Mendelian randomization analysis notably implicated Golgi membrane protein 1 (GOLM1) as a potentially causal factor influencing both eGFR and HF risk, positioning it as a promising therapeutic target or biomarker candidate.
Expert Commentary
This study robustly demonstrates that specific kidney function-associated plasma proteins are linked to future HF risk independent of traditional demographics and cardiovascular risk factors. The strong validation in the CRIC cohort and sophisticated causal inference methods lend credence to the biological significance of identified proteins, especially GOLM1. However, clinical translation requires further experimental validation of these proteins’ functional roles and therapeutic modulation potential.

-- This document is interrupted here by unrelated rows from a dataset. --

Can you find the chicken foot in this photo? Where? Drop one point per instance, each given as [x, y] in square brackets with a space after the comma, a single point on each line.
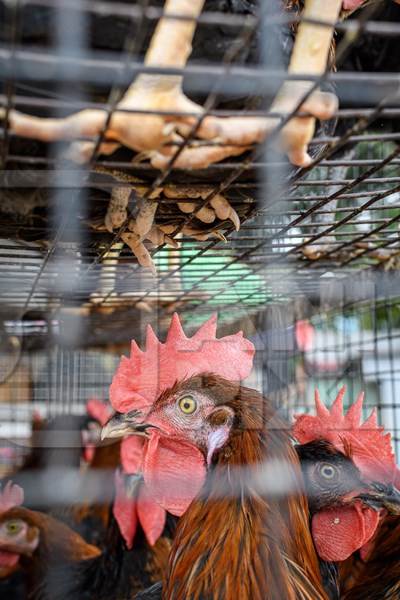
[309, 57]
[171, 47]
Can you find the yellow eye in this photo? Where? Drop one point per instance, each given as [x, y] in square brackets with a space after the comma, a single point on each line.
[328, 471]
[187, 405]
[13, 527]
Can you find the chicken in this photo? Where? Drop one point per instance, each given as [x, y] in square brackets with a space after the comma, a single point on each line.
[60, 565]
[170, 47]
[349, 473]
[377, 577]
[205, 435]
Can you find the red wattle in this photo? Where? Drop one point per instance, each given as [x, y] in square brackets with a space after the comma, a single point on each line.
[338, 532]
[8, 559]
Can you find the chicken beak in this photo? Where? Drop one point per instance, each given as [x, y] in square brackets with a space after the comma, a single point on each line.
[382, 496]
[121, 425]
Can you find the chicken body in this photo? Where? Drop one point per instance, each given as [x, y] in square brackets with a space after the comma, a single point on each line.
[378, 577]
[332, 480]
[64, 567]
[233, 541]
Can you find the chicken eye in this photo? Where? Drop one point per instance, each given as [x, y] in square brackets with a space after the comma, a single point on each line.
[13, 527]
[328, 471]
[187, 405]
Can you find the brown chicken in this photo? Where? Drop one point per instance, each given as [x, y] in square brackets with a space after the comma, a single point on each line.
[378, 576]
[59, 564]
[350, 477]
[206, 442]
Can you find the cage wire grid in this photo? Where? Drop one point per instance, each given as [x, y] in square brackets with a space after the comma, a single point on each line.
[68, 285]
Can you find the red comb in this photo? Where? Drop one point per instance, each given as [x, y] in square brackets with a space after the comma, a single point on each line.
[370, 447]
[141, 378]
[11, 495]
[98, 410]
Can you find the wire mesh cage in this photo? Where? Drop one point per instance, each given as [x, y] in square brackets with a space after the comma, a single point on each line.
[155, 162]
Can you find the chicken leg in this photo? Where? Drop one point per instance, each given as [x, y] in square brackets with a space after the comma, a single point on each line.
[169, 47]
[309, 57]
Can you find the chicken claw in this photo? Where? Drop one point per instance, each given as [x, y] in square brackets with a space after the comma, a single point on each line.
[117, 211]
[140, 131]
[220, 206]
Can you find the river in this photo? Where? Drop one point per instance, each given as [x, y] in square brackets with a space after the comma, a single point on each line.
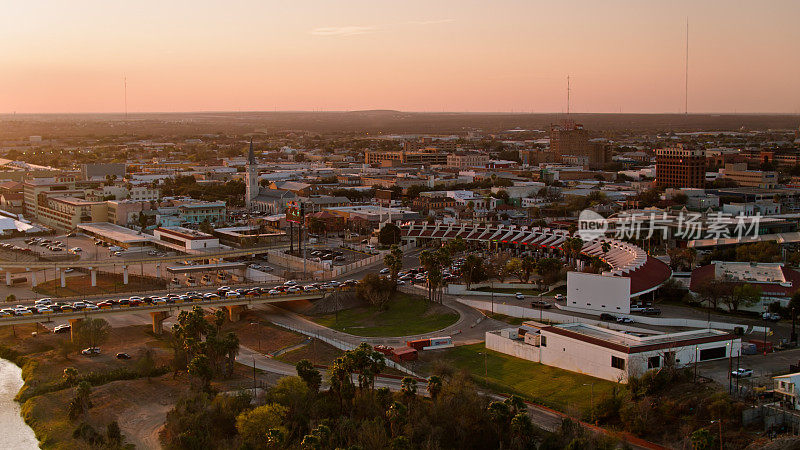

The predominance of associations with HFpEF aligns with the recognized overlap between CKD and HFpEF pathophysiology, characterized by systemic inflammation, endothelial dysfunction, and cardiac fibrosis. This proteomic signature provides novel molecular targets for interventions aimed at preventing or delaying HF onset in CKD patients, who often lack effective tailored therapies.
Conclusion
This landmark proteomic analysis from the ARIC study reveals 44 plasma proteins linking CKD to incident HF, largely HFpEF, supported by external validation and Mendelian randomization. These findings advance our understanding of molecular pathways bridging kidney dysfunction and cardiac remodeling and highlight new avenues for biomarker development and therapeutics to mitigate HF risk in CKD. Future research should focus on mechanistic studies and clinical trials targeting these proteins to curtail the substantial HF burden in this vulnerable population.
References
Buckley LF, Dorbala P, Lamberson V, Claggett BL, Ren Y, Grams ME, Coresh J, Matsushita K, Demmer RT, Dubin RF, Deo R, Ganz P, Ballantyne CM, Hoogeveen RC, Yu B, Shah AM. Linking Chronic Kidney Disease to Incident Heart Failure and Adverse Cardiac Remodeling Through the Plasma Proteome: The ARIC Study. JACC Heart Fail. 2025 Aug;13(8):102512. doi: 10.1016/j.jchf.2025.102512. Epub 2025 Jun 26. PMID: 40578264.